Sulla Juventus: “Alla Juve non c’era una società dietro i calciatori e i nuovi acquisti abbiamo pagato. Amauri, Felipe Melo, Diego… poi dopo che sono rientrati i signori Agnelli, è cambiata la cosa, ma già non ero più nel gruppo e sono andato a Firenze. Proprio lì ho segnato il gol contro il Milan che ha dato alla Juve la possibilità di vincere lo scudetto. Io con Conte non ho mai avuto un problema. Per quello che mi riguarda, quando era alla Juventus, mi voleva in squadra, ma la società mi aveva messo fuori. Vedeva tutti i miei allenamenti e mi parlava sempre. Non mi ha mai mancato di rispetto. Mi ha voluto ma non poteva”.

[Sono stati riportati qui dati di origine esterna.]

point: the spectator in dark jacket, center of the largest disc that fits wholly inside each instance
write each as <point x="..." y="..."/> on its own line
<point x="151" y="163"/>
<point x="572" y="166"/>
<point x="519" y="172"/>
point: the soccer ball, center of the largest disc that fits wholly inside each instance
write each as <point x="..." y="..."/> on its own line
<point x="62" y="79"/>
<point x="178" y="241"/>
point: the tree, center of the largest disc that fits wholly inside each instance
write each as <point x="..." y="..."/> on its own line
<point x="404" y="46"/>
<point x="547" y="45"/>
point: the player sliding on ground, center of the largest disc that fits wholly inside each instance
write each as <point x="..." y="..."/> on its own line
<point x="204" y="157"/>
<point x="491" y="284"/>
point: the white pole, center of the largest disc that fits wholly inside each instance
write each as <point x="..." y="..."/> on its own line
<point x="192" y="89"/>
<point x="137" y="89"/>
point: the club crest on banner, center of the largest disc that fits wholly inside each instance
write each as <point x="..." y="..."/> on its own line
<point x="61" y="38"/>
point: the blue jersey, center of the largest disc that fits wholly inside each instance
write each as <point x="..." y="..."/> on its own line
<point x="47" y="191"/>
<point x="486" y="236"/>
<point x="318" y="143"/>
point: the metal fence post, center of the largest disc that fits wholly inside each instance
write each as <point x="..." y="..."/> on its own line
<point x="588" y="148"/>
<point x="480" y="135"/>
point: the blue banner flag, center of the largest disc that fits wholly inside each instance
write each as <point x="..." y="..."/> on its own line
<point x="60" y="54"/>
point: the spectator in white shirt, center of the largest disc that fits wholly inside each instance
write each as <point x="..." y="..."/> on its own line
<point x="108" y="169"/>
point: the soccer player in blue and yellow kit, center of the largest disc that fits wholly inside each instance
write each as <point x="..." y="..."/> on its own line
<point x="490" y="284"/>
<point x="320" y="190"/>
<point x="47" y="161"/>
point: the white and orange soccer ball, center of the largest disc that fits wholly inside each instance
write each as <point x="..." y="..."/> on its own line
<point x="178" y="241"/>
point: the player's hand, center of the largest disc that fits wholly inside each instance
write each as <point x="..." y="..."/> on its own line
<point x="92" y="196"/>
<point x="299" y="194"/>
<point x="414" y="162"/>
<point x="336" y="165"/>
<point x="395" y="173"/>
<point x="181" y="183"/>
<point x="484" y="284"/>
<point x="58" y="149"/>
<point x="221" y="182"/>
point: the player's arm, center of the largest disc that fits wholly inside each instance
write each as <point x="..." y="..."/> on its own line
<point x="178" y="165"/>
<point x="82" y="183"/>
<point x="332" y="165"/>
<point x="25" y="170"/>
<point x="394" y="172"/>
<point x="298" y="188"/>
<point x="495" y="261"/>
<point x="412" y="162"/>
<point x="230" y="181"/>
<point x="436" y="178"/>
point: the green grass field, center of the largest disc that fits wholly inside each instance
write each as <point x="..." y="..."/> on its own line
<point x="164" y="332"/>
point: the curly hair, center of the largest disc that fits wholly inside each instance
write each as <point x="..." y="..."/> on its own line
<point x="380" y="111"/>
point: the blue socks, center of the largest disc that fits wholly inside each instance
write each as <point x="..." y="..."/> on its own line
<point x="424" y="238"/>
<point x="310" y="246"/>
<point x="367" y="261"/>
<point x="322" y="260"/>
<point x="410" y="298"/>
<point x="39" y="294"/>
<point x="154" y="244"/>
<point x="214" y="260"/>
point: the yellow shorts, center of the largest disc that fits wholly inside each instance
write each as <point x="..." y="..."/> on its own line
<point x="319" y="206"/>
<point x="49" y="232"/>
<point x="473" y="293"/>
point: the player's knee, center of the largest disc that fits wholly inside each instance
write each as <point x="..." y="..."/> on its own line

Le lacrime per la Nazionale: “Quando ho accettato l'Italia, è arrivato il passaporto e mi ha chiamato Prandelli. Avevo appena compiuto 30 anni. Sono andato da Torino a Firenze con l’autista e per tutti il tragitto ho pianto in auto. Mi viene ancora l’emozione a pensarci, perché ciò rappresentava tutto quello che avevo vissuto per arrivare lì: il supermercato, Calimero, il Napoli quando sono arrivato, Piacenza, Messina, Chievo Verona, Palermo, la Juventus… in quel momento pensavo a miei genitori e ai sacrifici che hanno fatto perché arrivassi lì. Ogni volta che ci pensavo piangevo, l’autista non mi ha detto nulla ma mi vedeva, perché ricordavo tutto questo e piangevo”.